LOCI {DDoutlier} | R Documentation |
Local Correlation Integral (LOCI) algorithm with constant nearest neighbor parameter
Description
Function to calculate Local Correlation Integral (LOCI) as an outlier score for observations. Suggested by Papadimitriou, S., Gibbons, P. B., & Faloutsos, C. (2003). Uses a k number of nearest neighbors instead of a constant radius
Usage
LOCI(dataset, alpha = 0.5, nn = 20, k = 3)
Arguments
dataset |
The dataset for which observations have a LOCI returned |
alpha |
The parameter setting the size of the sampling neighborhood, as a proportion of the counting neighborhood, for observations to identify other observations in their respective neighborhood. An alpha of 1 equals a sampling neighborhood the size of the counting neighborhood (the size of distance to nn). An alpha of 0.5 equals a sampling neighborhood half the size of the counting neighborhood |
nn |
The number of nearest neighbors to compare sampling neighborhood with. Original paper suggest a constant user-given radius that includes at least 20 neighbors in order to introduce statistical errors in MDEF. Default is 20 |
k |
The number of standard deviations the sampling neighborhood of an observation should differ from the sampling neighborhood of neighboring observations, to be an outlier. Default is set to 3 as used in original papers experiments |
Details
LOCI computes a counting neighborhood to the nn nearest observations, where the radius is equal to the outermost observation.
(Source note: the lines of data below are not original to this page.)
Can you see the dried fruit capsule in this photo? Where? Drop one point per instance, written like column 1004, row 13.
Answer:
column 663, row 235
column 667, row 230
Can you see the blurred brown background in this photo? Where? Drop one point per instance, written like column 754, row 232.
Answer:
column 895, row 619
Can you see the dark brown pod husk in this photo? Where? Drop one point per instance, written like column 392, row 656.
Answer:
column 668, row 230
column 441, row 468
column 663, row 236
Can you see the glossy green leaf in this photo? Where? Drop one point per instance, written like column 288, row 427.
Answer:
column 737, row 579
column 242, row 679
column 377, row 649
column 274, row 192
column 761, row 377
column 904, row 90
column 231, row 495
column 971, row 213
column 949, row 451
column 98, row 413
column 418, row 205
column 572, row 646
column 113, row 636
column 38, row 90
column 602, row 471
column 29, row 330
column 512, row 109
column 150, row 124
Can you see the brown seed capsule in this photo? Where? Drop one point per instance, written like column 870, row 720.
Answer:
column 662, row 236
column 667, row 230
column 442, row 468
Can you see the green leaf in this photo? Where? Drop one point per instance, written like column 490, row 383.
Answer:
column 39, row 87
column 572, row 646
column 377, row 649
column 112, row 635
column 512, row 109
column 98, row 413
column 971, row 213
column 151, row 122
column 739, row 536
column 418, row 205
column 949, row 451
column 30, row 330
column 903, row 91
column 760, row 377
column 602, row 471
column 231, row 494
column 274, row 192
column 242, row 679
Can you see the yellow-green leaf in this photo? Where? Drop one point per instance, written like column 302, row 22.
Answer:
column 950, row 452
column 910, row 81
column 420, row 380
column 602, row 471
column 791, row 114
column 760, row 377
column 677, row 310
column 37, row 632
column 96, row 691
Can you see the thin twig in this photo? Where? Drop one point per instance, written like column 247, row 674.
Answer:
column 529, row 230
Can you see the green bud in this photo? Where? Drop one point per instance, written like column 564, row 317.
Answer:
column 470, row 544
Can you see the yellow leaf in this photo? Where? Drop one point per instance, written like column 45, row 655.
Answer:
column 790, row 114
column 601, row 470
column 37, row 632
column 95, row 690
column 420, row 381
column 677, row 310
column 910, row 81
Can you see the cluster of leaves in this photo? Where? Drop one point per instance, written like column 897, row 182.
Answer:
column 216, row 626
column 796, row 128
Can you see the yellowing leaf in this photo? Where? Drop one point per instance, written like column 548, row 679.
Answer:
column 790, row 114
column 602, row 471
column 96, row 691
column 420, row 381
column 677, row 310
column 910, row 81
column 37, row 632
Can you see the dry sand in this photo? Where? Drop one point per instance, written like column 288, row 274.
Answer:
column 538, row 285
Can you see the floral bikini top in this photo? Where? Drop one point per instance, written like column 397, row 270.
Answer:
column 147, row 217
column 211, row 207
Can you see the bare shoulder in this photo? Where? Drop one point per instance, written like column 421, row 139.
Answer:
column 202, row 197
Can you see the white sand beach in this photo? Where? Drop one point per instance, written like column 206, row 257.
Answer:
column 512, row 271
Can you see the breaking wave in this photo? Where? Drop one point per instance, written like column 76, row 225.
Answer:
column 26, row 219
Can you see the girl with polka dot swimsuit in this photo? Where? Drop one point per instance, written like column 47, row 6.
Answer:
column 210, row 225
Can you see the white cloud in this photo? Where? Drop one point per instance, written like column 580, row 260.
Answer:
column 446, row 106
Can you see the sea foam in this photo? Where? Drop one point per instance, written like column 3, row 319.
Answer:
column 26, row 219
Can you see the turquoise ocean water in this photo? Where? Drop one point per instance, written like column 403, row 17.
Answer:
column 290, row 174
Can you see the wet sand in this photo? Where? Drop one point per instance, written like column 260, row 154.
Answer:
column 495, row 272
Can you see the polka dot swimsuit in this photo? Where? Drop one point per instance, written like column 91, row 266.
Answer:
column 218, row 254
Within the counting neighborhood each observation has a sampling neighborhood of which the size is determined by the alpha input parameter. LOCI returns an outlier score based on the standard deviation of the sampling neighborhood, called the multi-granularity deviation factor (MDEF). The LOCI function is useful for outlier detection in clustering and other multidimensional domains
Value
npar_pi |
A vector of the number of observations within the sample neighborhood for observations |
avg_npar |
A vector of average number of observations within the sample neighborhood for neighboring observations |
sd_npar |
A vector of standard deviations for observations sample neighborhood |
MDEF |
A vector of the multi-granularity deviation factor (MDEF) for observations. The greater the MDEF, the greater the outlierness |
norm_MDEF |
A vector of normalized MDEF-values, being sd_npar/avg_npar |
class |
Classification of observations as inliers/outliers following the rule of k |
Author(s)
Jacob H. Madsen
References
Papadimitriou, S., Gibbons, P. B., & Faloutsos, C. (2003). LOCI: Fast Outlier Detection Using the Local Correlation Integral. In International Conference on Data Engineering. pp. 315-326. DOI: 10.1109/ICDE.2003.1260802
Examples
# Create dataset
X <- iris[,1:4]
# Classify observations
cls_observations <- LOCI(dataset=X, alpha=0.5, nn=20, k=1)$class
# Remove outliers from dataset
X <- X[cls_observations=='Inlier',]